One of my backups took longer than I expected and I wanted to know why, so I created a small Python script that has no 3rd party dependencies: find-restic-anchor. It runs a few Restic commands and shows which files added or modified in the latest backup are the largest. Maybe others will find this helpful too. Feedback is welcome.
“Also, find-restic-anchor doesn’t list files that don’t exist locally anymore, and it shows the current local size of the files, not necessarily the size they were when they were backed up.”
This is actually quite a strong restriction as you never know what you miss here… I suggest you combine with a ls
run and capture the sizes from the snapshot.
Also, instead of showing the on-disc-size of the files, a better information would be to show the size-added-to-repository as this is the interesting information (though in many cases the two will correlate).
The problem is, that with restic there is a no functionality which shows or enables to extract that needed information on a file basis, AFAIK.
FWIW, as a coincidence I started to implement exactly this functionality in rustic recently, see this rustic Discussion. To try it out, get the latest nightly build and use the interactive mode:
- run
rustic snapshots -i
- select the snapshot
- type
D
to get to the diff view (diff with parent snapshot is default) - either directly navigate through the changes or type
s
to compute summaries over all sub-dirs. - note that
d
toggles view of identical entries andm
toggles ignoring only metadata changes
This is actually quite a strong restriction as you never know what you miss here
Thought about it and I agree. I updated the script so that it now gets the file sizes from the repository instead of the disk. I was expecting that to have a larger performance impact, but it didn’t change much and is still fast enough for me. Find-restic-anchor runs in about 7.9 seconds on my 18.2 GB total (about 100 snapshots) stored in Backblaze B2. I bet Rustic’s version of the feature runs several times faster though, and a Restic version probably would too.
man restic-ls
restic ls --long --human-readable --sort=size [latest or SNAPSHOT_ID] | tail
Yes, find-restic-anchor uses restic ls
and a few other Restic commands to figure out why the last backup took longer or was larger than normal. The output of restic ls
includes files that didn’t change, so other commands are needed to filter those out.
Maybe I should add a --human-readable
option to find-restic-anchor? The script currently shows byte numbers without converting to GiB, MiB, etc.

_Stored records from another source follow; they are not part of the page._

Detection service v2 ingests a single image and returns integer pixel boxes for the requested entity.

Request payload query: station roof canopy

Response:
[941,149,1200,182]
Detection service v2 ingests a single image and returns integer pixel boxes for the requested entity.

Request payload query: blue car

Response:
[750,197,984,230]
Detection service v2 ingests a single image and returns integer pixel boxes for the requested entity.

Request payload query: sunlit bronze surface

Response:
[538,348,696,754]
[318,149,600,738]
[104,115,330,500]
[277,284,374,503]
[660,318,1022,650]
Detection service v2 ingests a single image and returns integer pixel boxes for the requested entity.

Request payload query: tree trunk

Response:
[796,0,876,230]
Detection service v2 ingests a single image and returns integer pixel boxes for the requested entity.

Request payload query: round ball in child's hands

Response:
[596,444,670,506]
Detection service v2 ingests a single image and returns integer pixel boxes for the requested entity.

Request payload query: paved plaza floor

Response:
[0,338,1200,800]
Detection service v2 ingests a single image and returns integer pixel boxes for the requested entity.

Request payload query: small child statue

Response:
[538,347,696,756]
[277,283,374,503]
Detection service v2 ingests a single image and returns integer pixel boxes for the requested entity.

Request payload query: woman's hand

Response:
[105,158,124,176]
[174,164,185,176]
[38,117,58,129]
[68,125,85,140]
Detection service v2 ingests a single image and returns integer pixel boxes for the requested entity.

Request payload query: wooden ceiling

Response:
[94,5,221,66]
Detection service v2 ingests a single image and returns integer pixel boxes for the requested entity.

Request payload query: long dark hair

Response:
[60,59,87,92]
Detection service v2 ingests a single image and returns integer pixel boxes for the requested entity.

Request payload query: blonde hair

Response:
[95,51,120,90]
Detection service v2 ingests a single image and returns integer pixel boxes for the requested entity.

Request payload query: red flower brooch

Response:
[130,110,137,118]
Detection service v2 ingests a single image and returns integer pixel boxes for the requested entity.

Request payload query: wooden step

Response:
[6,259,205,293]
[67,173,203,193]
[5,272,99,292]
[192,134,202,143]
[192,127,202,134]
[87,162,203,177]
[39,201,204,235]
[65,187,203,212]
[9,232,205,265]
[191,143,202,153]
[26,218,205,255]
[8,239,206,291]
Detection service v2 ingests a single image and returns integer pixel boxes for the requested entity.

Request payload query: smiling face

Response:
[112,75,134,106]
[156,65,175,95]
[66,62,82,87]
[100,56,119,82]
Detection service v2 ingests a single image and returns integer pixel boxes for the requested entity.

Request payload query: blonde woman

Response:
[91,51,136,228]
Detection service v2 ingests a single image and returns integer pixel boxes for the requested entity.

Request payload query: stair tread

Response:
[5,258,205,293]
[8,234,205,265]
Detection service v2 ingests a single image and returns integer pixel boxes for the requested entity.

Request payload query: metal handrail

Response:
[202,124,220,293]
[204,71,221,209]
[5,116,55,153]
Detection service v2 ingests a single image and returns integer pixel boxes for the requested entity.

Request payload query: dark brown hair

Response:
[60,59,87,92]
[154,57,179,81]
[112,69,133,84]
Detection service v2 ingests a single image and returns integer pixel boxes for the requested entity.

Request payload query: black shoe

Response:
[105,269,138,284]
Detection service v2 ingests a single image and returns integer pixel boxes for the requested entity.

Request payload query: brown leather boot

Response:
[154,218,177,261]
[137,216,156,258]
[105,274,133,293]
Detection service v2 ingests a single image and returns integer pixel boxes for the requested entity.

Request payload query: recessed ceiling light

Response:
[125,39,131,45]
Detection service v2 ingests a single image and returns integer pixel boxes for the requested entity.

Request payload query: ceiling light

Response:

I think we must separate 3 use cases:
- find the largest (by restore-size) files in the latest snapshot
- find the largest (by restore-size) files in the latest snapshot which where added or modified compared to its ancestor
- find the files which contributed most to the backup size, the latest snapshot added to the repository
For 1), use the solution proposed by @Ilya, for 2) use find-restic-anchor
. (And rustic’s interactive mode is able to answer all above questions)
In fact not that much. The main problem of find-restic-anchor
is that it has to call restic twice, i.e. the index is loaded twice and the trees are traversed two times. And the third questions needs to compare lists of blob id used in files (and query the index for those) which AFAIK are not available by restic commands unless you use only low-level restic commands like restic list
and restic cat
and do everything yourself.
I had a feeling something like that was happening. I’ll have to learn more about how Restic works sometime, it sounds interesting.
Thanks for sharing your script. I also wanted know what files where taking the most room. I log every backup so worked from that angle. I found that during the backup operation --verbose did not show any of the individual file changes and that --verbose=2 would list every file in the repo. I tried a run with --verbose=2 but ended up with a log file of may be a GB so it was not to helpful. Just recently I finally figured out and tested combining --verbose=2 option with grep and I like the results so far. I think this option would work good as long as the number of files changing on each run is less then a few hundred or maybe a thousand.
The backup command in my script is something like this:
restic backup [options] --verbose=2 | grep -Ev '^unchanged /|/, saved in [0-9]*\.[0-9]+s \(0 B added, '
The first part of the regex is to remove unchanged files and the last part is to remove directories.
Don’t forget that Restic natively supports JSON output for various command which is designed to be ingested by other tools like jq for parsing and getting this kind of data you are looking for.